Так он уговаривал себя, отлеживаясь на диване, пока раскаленный пузырь в груди не перестал колготиться и не затих. Так он убеждал себя, качаясь в метро, так определился, подходя к прокуратуре. А на ступеньках к нему метнулась эта дура-баба...
– Петр Максимович, я вас с семи утра дожидаюсь.
– Чего с семи? – пробурчал он. – Рабочий день с девяти.
– Про Ванечку хочу узнать. Адвокат сказал, суд перенесли. Я посоветоваться хотела, может, мне сходить к кому, попросить...
– О чем? – раздраженно осведомился следователь. Отвел женщину в сторонку – чего торчать в проходе, вызывая ненужное любопытство коллег? – Поздно ходить, поздно просить, да и без толку. Теперь все зависит от вашего сына. Раскается на суде, признается в содеянном – возможно, срок не будет максимальным.
– Как же... Но ведь он... – И вдруг побледнела, разом, до землистости, схватила Зорькина за рукав. – Вот он! Смотрите!
– Кто? – высвобождая руку из истеричного захвата, автоматически обернулся Петр Максимович в направлении сумасшедшего взгляда собеседницы.
– Путятя! Главарь! Вон он к вам в прокуратуру заходит. Арестуйте его! Он Ванечке приказал вообще на суде молчать! Пообещал, что освободят его, если ничего не скажет.
– Какой Путятя? Вы в своем уме? – Зорькин наконец сбросил с себя руку полоумной, наблюдая, как по ступенькам пружинистым легким скоком поднимается крепкий молодой мужчина с коротким ежиком, уверенный и спокойный, внешне очень похожий на всех оперативников, вместе взятых. «Своих» следователь Зорькин на раз вычленял в любой толпе. А тут и толпыто не было. Две девчонки из канцелярии, докуривающие сигареты у колонны, да этот – стриженный.
– Мне его вчера Аллочка показала, девушка Ванечкина. Они у Вани в камере встречались.

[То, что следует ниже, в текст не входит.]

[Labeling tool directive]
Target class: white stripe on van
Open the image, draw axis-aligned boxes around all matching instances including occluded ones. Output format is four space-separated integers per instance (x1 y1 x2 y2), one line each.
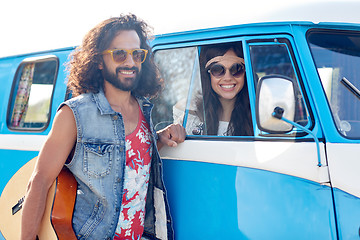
0 134 47 151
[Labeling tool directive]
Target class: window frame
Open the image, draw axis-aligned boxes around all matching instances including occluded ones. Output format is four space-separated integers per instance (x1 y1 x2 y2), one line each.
153 33 315 141
6 55 59 132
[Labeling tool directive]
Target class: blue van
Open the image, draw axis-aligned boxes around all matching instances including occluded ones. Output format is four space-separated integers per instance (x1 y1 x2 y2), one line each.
0 22 360 240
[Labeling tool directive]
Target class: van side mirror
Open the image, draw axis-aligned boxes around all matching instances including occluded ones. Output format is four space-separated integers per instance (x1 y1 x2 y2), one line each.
256 75 295 133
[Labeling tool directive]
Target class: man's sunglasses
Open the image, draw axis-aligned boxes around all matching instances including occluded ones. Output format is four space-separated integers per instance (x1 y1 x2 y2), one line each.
208 63 245 78
102 49 148 63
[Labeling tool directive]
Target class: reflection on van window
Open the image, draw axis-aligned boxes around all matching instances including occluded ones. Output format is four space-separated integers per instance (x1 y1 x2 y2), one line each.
152 47 198 130
8 58 58 130
308 31 360 138
250 40 309 126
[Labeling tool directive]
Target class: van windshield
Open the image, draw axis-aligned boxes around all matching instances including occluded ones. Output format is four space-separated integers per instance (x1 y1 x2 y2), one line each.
307 30 360 138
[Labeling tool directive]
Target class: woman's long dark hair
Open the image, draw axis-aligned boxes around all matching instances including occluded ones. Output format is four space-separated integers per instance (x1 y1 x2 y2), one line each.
197 43 253 136
68 14 162 97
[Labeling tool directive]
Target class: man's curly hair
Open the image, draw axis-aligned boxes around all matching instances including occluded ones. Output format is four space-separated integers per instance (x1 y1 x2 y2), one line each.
67 14 162 97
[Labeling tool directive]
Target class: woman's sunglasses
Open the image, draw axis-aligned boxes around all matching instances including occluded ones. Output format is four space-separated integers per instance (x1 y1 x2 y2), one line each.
208 63 245 78
102 49 148 63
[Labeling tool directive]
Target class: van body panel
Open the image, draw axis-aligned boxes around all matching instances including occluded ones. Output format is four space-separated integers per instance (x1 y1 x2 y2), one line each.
0 22 360 240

– Что? – оторопел Зорькин. – Вы что мне тут... В какой камере? Кто разрешил? Что вы несете?! К Баязитову без моего ведома муха не пролетит!
– Обозналась, выходит, – сникла Валентина. – Или Аллочка чего напутала...

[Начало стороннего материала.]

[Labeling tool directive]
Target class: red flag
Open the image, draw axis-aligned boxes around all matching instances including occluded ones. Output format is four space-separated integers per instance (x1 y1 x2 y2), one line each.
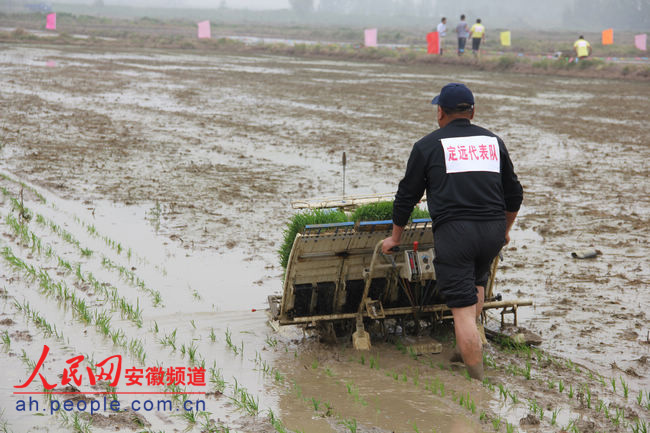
603 29 614 45
427 32 440 54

– Слушайте больше всяких аллочек, – зло рыкнул следователь. – До свиданья, мне пора.
– Петр Максимович...
– И нечего ко мне ходить! За сына раньше надо было беспокоиться! – Он развернулся и пошел, оставив растерянную женщину в одиночестве. И уже ухватился рукой за тяжелую полированную ручку, как услыхал сзади быстрый топот и тяжелое дыхание.

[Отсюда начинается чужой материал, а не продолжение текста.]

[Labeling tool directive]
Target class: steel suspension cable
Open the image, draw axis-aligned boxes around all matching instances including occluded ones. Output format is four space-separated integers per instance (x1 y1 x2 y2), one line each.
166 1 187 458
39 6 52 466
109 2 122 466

– Пер Максимыч! – Валентина снова ухватилась за его рукав, не давая открыть дверь. – Я не обозналась! Вон его машина стоит, серая! Я вчера номер запомнила! 423 ЛИС!
– Да отвяжись ты уже! – рассвирепел Зорькин. – Сейчас охрану позову!
Захлопнул перед носом женщины тяжелую дверь, вошел в вестибюль. Отсалютовал знакомому прапорщику картой-пропуском, подошел к лифту и вдруг, развернувшись, снова потопал к вахте. Зачем? Какой черт понес его в обратную сторону?
– Слышь, Виталик, сейчас парень входил, крепкий такой. Стриженный. Наш?
– Не, – качнул головой дежурный. – Не наш. Но пропуск постоянный. Может, мент, может, фээсбэшник.
– Часто заходит?
– Без понятия, Максимыч, – развел руками прапорщик. – Сам знаешь, сколько сюда народу шляется. А что?
– Обратно идти будет, глянь документы. Фамилию мне срисуй. Ну и ведомство тоже. Лады?
– Сделаем, Петр Максимыч, – кивнул Виталик. – Для своих не жалко.
Зорькин тоскливо ворошил принесенные из дому документы, вытащил из отдельной голубой папочки три своих листочка, разложил на столе.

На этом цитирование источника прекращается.